Few investors can match the fame or investing prowess of Warren Buffett. Nonetheless, many are eager to apply the billionaire’s value investment philosophy and emulate his long-term success in beating the market when managing their own portfolios.
There’s one stock above all others that probably deserves particular consideration from Buffett fans. Indeed, what company should top that list over his very own Berkshire Hathaway (NYSE:BRK.A) (NYSE:BRK.B)?
Today, it’s one of the 10 largest companies in the world, with a market cap in excess of $750bn. Over the past five years, long-term investors have been rewarded with a healthy 61% gain in the Berkshire Hathaway share price.
So, let’s take a closer look at what the conglomerate does and whether investors should consider buying shares now.
Berkshire’s business model
Buffett’s holding company engages in activities spanning insurance and reinsurance, utilities and energy, freight rail transportation, finance, manufacturing, and retailing services.
Overall, the group’s operating businesses performed well in the third quarter, largely due to strong growth for the insurance division’s underwriting profits. Collective profits for Berkshire’s businesses rose 41% to $10.8bn.

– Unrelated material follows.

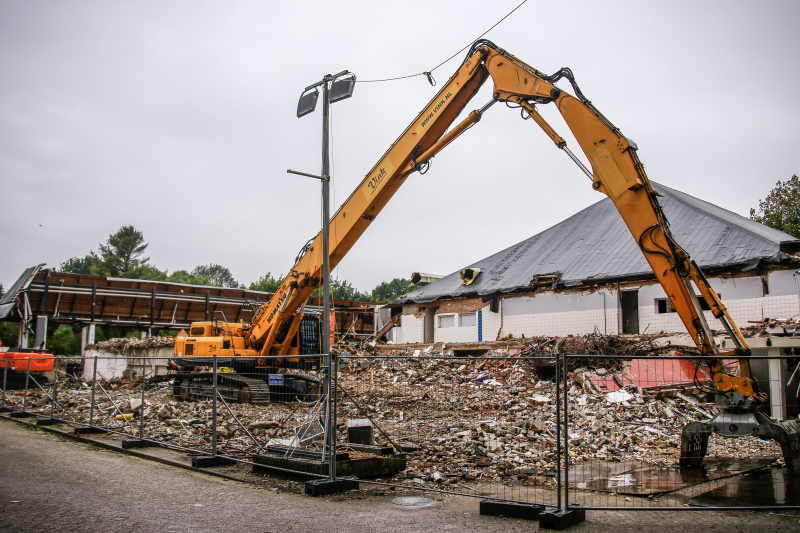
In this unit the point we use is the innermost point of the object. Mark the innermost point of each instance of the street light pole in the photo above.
(332, 91)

However, it hasn’t all been plain sailing for the company. Berkshire’s real estate businesses have suffered amid high US mortgage rates and the insurance unit remains exposed to cumulative charges arising from wildfires that have ravaged America’s west coast in recent years.
Despite these challenges, it’s fair to say the operating businesses as a whole are well run and in good health. Besides, arguably the main event is what Berkshire does with its cash.
Buffett’s company invests in a range of publicly listed large-cap stocks, primarily from the US stock market. Examples include Apple, Coca-Cola, and American Express.
In addition, the group’s investment style has been characterised over the years by taking major stakes in stocks that Buffett firmly backs. A good recent illustration of this has been Berkshire’s rapid accumulation of Occidental Petroleum shares, bringing its stake in the oil producer to over 25%.
Perhaps the most striking feature of Berkshire’s portfolio today is the enormous $157.2bn cash pile the company has amassed. It currently owns $126.4bn in short-term Treasury bills yielding at least 5%.
That’s higher than the current US CPI rate of inflation of 3.7%. Although the real returns on cash are hardly spectacular, it suggests Buffett is keeping plenty of dry powder for potential stock market bargains in the future.
Indeed, investors should note that Berkshire shares face volatility risk from their stock market investments. The group’s equity portfolio is not as diversified as many potential investors may imagine, with 70% concentrated in just four stocks.
Warren Buffett has been the chairman and largest shareholder in Berkshire Hathaway since 1970. This makes him the longest-reigning CEO in the S&P 500 by a considerable margin. He turned 93 a few months ago.
No doubt some will question whether the Berkshire share price might crash upon Buffett’s departure. It’s a reasonable concern.
Nonetheless, company veteran Greg Abel has already taken on many responsibilities. I think he’s well-placed to guide Berkshire through its post-Buffett future, however daunting the challenge.
Overall, I believe Berkshire Hathaway shares merit consideration from all investors inspired by Warren Buffett. I’m a shareholder myself.